Vision Transformer network for optical overlay metrology on semiconductor wafers

Publication date
DOI http://dx.doi.org/10.1063/5.0301749
Reference L. de Wolf, M. Lipp, M. Cochez, A.J. den Boef and L.V. Amitonova, Vision Transformer network for optical overlay metrology on semiconductor wafers, APL Mach. Learn. 4, (1), 016101: 1-10 (2026)

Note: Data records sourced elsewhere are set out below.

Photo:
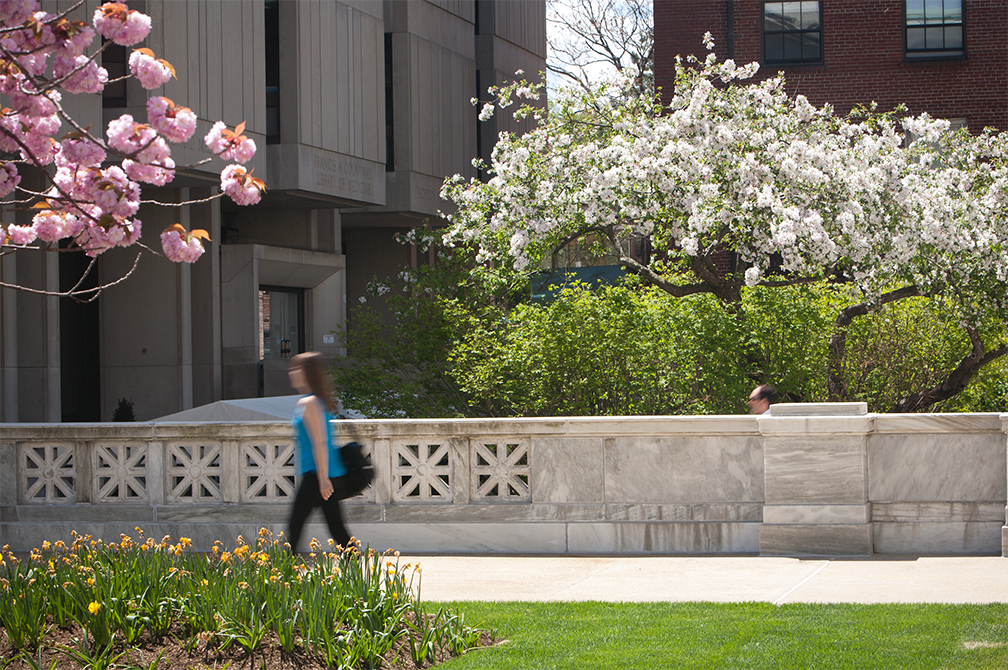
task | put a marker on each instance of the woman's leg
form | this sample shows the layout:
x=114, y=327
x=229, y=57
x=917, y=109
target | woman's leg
x=334, y=517
x=306, y=499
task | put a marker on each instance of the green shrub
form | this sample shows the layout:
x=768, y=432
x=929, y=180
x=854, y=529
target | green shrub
x=610, y=352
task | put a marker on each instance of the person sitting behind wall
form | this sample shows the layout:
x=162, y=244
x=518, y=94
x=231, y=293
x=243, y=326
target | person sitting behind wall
x=761, y=398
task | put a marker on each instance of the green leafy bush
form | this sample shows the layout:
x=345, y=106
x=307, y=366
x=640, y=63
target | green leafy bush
x=457, y=349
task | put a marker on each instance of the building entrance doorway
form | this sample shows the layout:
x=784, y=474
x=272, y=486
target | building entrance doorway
x=281, y=322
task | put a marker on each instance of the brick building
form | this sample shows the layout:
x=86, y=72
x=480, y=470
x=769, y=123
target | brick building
x=946, y=57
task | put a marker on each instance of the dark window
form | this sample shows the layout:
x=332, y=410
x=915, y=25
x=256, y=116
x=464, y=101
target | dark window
x=389, y=108
x=272, y=72
x=114, y=60
x=934, y=28
x=281, y=321
x=792, y=31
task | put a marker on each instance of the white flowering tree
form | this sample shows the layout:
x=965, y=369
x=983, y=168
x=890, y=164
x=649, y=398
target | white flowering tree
x=796, y=192
x=92, y=182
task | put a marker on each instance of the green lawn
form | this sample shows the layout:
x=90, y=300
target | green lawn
x=751, y=635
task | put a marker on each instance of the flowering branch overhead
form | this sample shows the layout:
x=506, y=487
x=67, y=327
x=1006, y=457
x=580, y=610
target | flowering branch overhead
x=89, y=201
x=892, y=204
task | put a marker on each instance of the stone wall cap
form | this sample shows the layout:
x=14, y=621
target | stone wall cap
x=819, y=409
x=940, y=423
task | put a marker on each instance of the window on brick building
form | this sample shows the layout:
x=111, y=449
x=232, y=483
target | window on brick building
x=792, y=31
x=934, y=28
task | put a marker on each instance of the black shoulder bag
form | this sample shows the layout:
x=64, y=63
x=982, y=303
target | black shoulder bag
x=359, y=472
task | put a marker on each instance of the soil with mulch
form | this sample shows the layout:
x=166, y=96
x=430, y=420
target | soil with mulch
x=170, y=652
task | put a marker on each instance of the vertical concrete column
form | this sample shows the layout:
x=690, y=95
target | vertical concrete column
x=50, y=383
x=381, y=457
x=155, y=474
x=8, y=476
x=1004, y=529
x=184, y=316
x=231, y=479
x=815, y=470
x=462, y=473
x=9, y=340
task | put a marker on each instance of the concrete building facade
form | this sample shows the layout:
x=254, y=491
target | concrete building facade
x=359, y=109
x=940, y=56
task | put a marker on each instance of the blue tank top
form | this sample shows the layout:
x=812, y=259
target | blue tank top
x=304, y=461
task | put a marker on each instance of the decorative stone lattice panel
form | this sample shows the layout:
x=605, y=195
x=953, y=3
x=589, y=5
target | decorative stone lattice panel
x=194, y=473
x=421, y=473
x=120, y=473
x=500, y=471
x=47, y=473
x=267, y=472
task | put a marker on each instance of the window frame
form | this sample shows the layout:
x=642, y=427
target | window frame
x=934, y=54
x=791, y=62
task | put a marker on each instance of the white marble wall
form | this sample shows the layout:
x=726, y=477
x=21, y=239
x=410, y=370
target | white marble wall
x=780, y=484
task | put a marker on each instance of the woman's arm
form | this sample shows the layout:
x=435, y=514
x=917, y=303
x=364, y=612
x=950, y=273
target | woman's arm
x=315, y=423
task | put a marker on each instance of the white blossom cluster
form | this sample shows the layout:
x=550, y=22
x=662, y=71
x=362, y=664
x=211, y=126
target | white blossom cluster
x=730, y=163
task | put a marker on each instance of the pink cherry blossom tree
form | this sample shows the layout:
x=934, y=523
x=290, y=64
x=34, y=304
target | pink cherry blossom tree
x=92, y=183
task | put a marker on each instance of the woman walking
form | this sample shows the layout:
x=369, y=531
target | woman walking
x=318, y=459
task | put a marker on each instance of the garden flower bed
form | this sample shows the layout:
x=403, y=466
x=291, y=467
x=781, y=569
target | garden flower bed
x=148, y=604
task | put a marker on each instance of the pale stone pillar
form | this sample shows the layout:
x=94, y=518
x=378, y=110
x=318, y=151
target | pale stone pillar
x=815, y=470
x=1004, y=529
x=10, y=393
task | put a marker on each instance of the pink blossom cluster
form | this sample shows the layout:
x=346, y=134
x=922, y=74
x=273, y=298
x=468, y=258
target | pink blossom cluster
x=80, y=74
x=120, y=24
x=45, y=55
x=97, y=238
x=180, y=249
x=230, y=145
x=98, y=191
x=9, y=178
x=79, y=152
x=176, y=124
x=240, y=185
x=150, y=72
x=52, y=226
x=139, y=141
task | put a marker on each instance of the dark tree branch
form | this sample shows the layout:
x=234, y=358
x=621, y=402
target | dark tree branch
x=837, y=387
x=957, y=381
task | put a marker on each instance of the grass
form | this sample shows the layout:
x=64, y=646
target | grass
x=751, y=635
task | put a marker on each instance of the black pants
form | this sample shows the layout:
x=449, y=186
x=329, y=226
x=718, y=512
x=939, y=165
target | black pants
x=307, y=499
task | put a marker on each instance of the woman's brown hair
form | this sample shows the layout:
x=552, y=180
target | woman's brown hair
x=311, y=364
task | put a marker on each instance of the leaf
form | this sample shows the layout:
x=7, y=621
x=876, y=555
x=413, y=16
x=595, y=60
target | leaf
x=167, y=64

Group Nanoscale Imaging and Metrology

Fast and high-precision wafer metrology is critical for the semiconductor industry. In this work, we explore the use of simple and cost-effective optical sensors in combination with data-driven algorithms. We propose and compare three data-driven approaches with varying complexity that can directly infer sub-nanometer metrology parameters from low-numerical-aperture optical coherent microscope images with the focus on precision, noise robustness, and data efficiency. In particular, we apply Vision Transformers (ViTs), Convolutional Neural Networks, and Multilayer Perceptrons to simulated datasets with varying aberrations. We report sub-nanometer measurement accuracy and precision for all models in the presence of strong optical aberrations and noise also. Furthermore, we find that ViTs consistently achieve low errors and excel under limited data regimes compared to other models.